Das Urteil des EuGH macht aber deut­lich: Alle afgha­ni­schen Frau­en sind Ver­fol­gung aus­ge­setzt und soll­ten daher per se den Flücht­lings­sta­tus erhal­ten. Es ist uner­heb­lich, inwie­weit sie sich »ver­west­licht« haben oder zu ande­ren dis­kri­mi­nier­ten sozia­len Grup­pen gehören.

Forderung an das BAMF: Afghanische Frauen müssen als Flüchtlinge anerkannt werden

PRO ASYL for­dert das BAMF auf, das Urteil des EuGH in der Pra­xis kon­se­quent umzu­set­zen.
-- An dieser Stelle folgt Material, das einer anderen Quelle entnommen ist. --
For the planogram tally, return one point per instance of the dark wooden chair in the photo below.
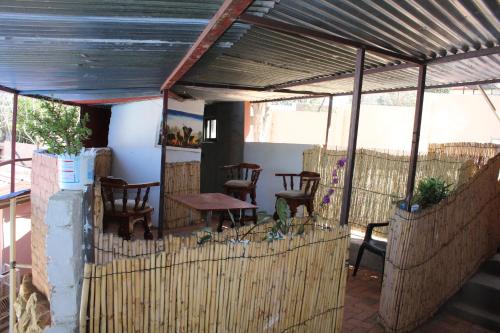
(374, 246)
(242, 181)
(304, 195)
(118, 206)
Das Urteil stellt unmiss­ver­ständ­lich klar, dass afgha­ni­sche Frau­en poli­tisch ver­folgt wer­den und als Flücht­lin­ge aner­kannt wer­den soll­ten. Das BAMF muss den Leid­tra­gen­den die­ser Geschlech­ter­apart­heid Schutz in Form der Zuer­ken­nung der Flücht­lings­ei­gen­schaft gewähren.